Par Denis Terrien et Marion Darrieutort 

 

Depuis le boycott par des consommateurs anglais du sucre de canne des Caraïbes produit par des esclaves au XVIIIe siècle, l’affaire est entendue. Aux yeux d’un consommateur responsable, la mission de l’entreprise ne se réduit pas à engranger des bénéfices. Une entreprise est un créateur essentiel de richesse et de progrès, mais elle ne peut pas fonctionner comme si les conséquences de son activité pouvaient être cantonnées en son sein, comme si une paroi étanche existait entre le dedans et le dehors, comme si elle pouvait supprimer ses externalités négatives.

A l’intérieur et à l’extérieur de son périmètre, des parties prenantes, toujours plus nombreuses, se mobilisent pour défendre à la fois leurs intérêts particuliers et leur conception de l’intérêt général. La prise en compte et la convergence de ces aspirations multiples forment ce qu’on appelle depuis cinquante ans la responsabilité sociétale de l’entreprise (RSE). Avant de devenir la règle, grâce à la vision de certains dirigeants visionnaires, elle a longtemps été traitée avec dédain, désinvolture ou opportunisme.

La RSE est donc une idée ancienne et puissante qu’il faut réactualiser en permanence. Il s’agit, pour l’entreprise, de servir le bien commun, c’est-à-dire le progrès pérenne de la collectivité. De bâtir un équilibre entre des intérêts en partie divergents, au nom d’impératifs partagés. Par la RSE, l’entreprise se dépasse et se renforce. En articulant plus étroitement ses causes sociétales avec son activité principale et son besoin impératif d’être profitable pour investir, l’entreprise assume son impact sur la société et l’environnement. Par le biais des types d’emplois et de formations qu’elle offre, des produits qu’elle fabrique et de son mode d’utilisation des ressources, elle peut l’infléchir. Quand un grand fabricant de boissons décide de faire recruter 5 millions de femmes par ses embouteilleurs locaux dans les pays en développement, l’imbrication est claire.
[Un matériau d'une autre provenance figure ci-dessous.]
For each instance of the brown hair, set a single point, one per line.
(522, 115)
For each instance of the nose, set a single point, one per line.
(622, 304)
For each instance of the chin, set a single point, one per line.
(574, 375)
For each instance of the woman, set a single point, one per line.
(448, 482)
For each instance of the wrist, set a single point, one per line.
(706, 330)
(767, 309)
L’industrielemployeur-donneur d’ordres sait que son investissement dans l’emploi féminin peut doper les revenus des familles et favoriser des communautés plus riches consommant plus de ses boissons. Le cercle est vertueux.
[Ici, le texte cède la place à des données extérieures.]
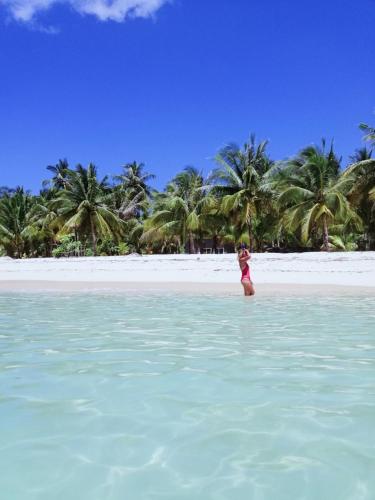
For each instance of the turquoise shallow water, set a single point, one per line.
(109, 397)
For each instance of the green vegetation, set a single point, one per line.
(310, 202)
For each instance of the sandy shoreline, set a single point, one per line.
(272, 273)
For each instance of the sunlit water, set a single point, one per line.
(110, 397)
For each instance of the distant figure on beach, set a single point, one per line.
(243, 259)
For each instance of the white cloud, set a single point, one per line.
(114, 10)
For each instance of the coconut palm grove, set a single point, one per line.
(310, 202)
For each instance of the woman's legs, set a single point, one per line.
(248, 288)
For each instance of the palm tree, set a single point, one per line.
(313, 194)
(135, 179)
(60, 173)
(177, 210)
(83, 206)
(362, 194)
(369, 132)
(43, 222)
(14, 209)
(243, 181)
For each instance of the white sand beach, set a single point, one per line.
(297, 273)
La RSE est devenue un pilier de la stratégie. Les années de récession, les bénéfices réduits, la pression des actionnaires ont conduit à inventer de nouveaux modèles. L’époque de la RSE philanthropique, qui consistait à redistribuer une portion des profits au bénéfice de quelques parties prenantes, est révolue. Désormais, les entreprises les plus avancées dessinent chaque initiative RSE afin qu’elle s’intègre dans leurs opérations et tire leur croissance. Elle est même un instrument de gestion des risques, tant la négligence des enjeux de RSE peut coûter cher en réputation.
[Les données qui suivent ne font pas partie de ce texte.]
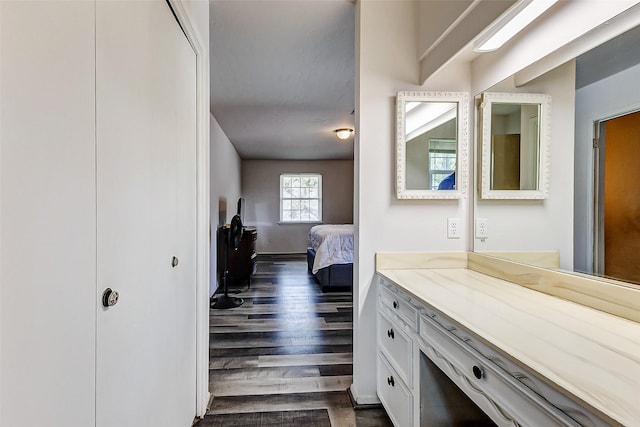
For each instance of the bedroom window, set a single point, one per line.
(441, 161)
(300, 197)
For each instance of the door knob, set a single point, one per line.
(110, 297)
(478, 372)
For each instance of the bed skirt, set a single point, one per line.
(332, 277)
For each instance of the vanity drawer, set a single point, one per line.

La transformation numérique, en brouillant les frontières entre l’intérieur et l’extérieur de l’entreprise, en bousculant les rapports entre l’entreprise et ses parties prenantes, en propulsant le client dans un rôle moteur, rend cette mutation indispensable. C’est enfin un moyen décisif d’attirer et de retenir les talents des générations nouvelles qui ont un sens aigu de l’équilibre entre l’entreprise et la collectivité.

Dans un environnement en changement chronique, la RSE devient à la fois le cap et le sens. L’entreprise n’est donc plus seulement un acteur comme un autre au service du « bien commun ». Métamorphosée par la RSE en archipel de responsabilité, elle devient elle-même un bien commun à part entière. Il convient de la protéger en tant que tel.